Sitcom Writing Tips: How to ABC better..

sitcom writing tips

Our Sitcom Writing teachers Declan Hill and Simon Wright consider how writing multiple plotlines makes for quickfire, punchy situation comedy. Taking inspiration from the some of the best American comedy shows, they set their Level 2 students the challenge of developing "A,B,C" plots of their own.  

The American TV network had a horrible slogan a few years back. I remember watching an episode of Extreme Makeover: Home Edition where a crying widow squealed this corporate catchphrase through her exploited tears as she reflected on the new home that the network (via the advertising revenue she generated) had built her. “Thank you for helping me ABC better,” she wailed. Would she have said that in real life? I doubt it. Everything that is good and bad about America.

But what American TV does do brilliantly is the speed in which they create three storylines (the A, B and C plots), explore them, play with them, joke them around and then resolve them all in 22 minutes, sometimes 19. Shows like Friends, The Big Bang Theory and Modern Family use their six central characters to maximum effect by pairing them off and giving each of them a problem to solve or an opportunity to lose. We can’t think of a British sitcom that does it with such skill since the demise of Stephen Moffat’s Coupling.

So we set our Level 2 writing students a task this week – come up with an ABC episode for your characters. We weren’t looking for anything too detailed, just a straightforward beat sheet. The first student finished hers in just under 13 minutes and the slowest took a still impressive 20.

A few things were noticeable from the exercise. We’d given them a template to use and the most successful of the episode plots followed it – there was a tendency to get so far and then veer off in their own direction. While it’s always excellent to experiment and play around with ideas and structure, it’s also good in these circumstances to stick to the rules.
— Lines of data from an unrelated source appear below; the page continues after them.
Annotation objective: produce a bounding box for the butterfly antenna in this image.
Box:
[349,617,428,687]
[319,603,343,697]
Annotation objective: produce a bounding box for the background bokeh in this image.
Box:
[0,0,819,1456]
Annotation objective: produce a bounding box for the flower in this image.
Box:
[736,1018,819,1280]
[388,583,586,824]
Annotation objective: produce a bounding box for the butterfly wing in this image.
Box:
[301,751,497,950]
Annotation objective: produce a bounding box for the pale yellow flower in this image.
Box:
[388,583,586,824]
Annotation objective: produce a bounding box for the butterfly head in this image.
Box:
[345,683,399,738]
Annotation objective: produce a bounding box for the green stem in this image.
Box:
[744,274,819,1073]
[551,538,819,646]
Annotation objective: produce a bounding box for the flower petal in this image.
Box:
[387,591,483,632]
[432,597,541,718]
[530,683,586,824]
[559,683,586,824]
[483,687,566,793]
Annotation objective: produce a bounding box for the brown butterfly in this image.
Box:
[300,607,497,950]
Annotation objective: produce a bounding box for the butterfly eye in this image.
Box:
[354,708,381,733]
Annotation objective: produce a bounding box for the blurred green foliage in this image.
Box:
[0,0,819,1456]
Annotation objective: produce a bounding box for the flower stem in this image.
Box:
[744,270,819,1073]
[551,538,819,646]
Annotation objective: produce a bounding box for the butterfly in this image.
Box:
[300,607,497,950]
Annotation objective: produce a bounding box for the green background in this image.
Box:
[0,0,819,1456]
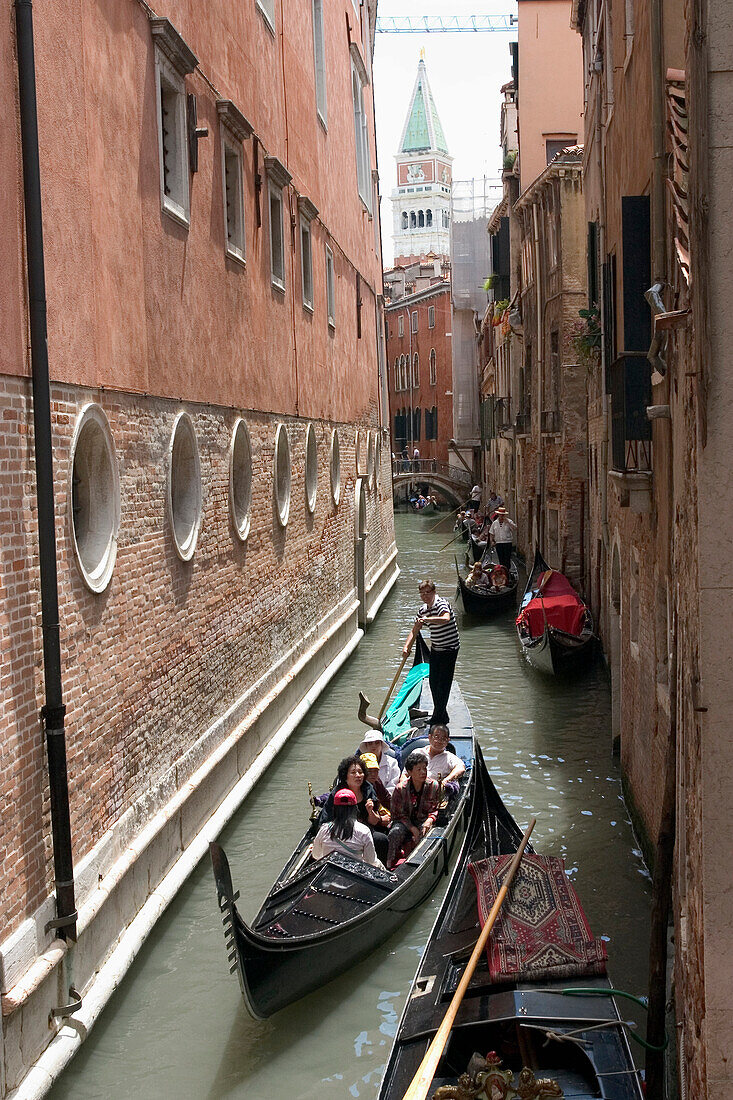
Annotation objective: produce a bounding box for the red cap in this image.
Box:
[333,787,357,806]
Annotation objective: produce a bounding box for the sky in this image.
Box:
[373,0,516,267]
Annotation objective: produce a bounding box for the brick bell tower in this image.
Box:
[391,52,453,265]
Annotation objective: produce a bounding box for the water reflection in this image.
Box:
[52,516,649,1100]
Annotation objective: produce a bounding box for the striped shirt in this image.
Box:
[417,596,460,650]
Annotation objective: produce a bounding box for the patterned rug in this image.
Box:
[469,853,608,982]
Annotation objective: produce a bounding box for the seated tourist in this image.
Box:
[357,729,400,792]
[387,751,440,869]
[319,756,387,858]
[313,787,385,870]
[359,752,396,827]
[491,565,510,592]
[466,561,489,589]
[415,726,466,783]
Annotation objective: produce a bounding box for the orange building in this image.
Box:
[0,0,397,1096]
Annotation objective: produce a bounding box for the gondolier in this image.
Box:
[489,508,516,569]
[402,580,460,726]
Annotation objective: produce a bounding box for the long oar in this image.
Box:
[404,817,536,1100]
[379,653,409,722]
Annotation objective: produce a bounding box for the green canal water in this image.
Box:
[51,515,650,1100]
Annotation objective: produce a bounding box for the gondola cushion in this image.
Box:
[469,853,608,982]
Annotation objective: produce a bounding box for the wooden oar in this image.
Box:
[379,653,409,722]
[440,531,463,550]
[404,817,537,1100]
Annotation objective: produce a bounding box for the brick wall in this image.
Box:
[0,377,393,933]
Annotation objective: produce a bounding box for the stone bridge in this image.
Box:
[392,459,473,507]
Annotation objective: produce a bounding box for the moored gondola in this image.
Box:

As those clever people at TV Tropes point out, having multiple plots versus a singular storyline will change the theme and tone of the episode. If you’re visiting three storylines in 22 minutes and cutting between each of them, you’re looking for quick-fire, punchy, jokey comedy, while if you opt for a single A plot, like Everybody Loves Raymond, then you’ve got more time to explore your central characters’ emotional response to this episode’s problem, drag up the wounds of the past, throw a couple of dramatic pauses and teary moments in and go into greater depth.

Singular A plots are more theatrical and are more reminiscent of short plays than their televisual cousins which are more literary in nature. Multi-strand novels happily devote a chapter to each plot-line and use it as a way to keep the audience in suspense, leaving each chapter on a cliffhanger or with unanswered questions.

Having multiple plot-lines isn’t necessary, but it does show a production company that you can create, explore and resolve a number of stories in one episode. Which will help them to XYZ better.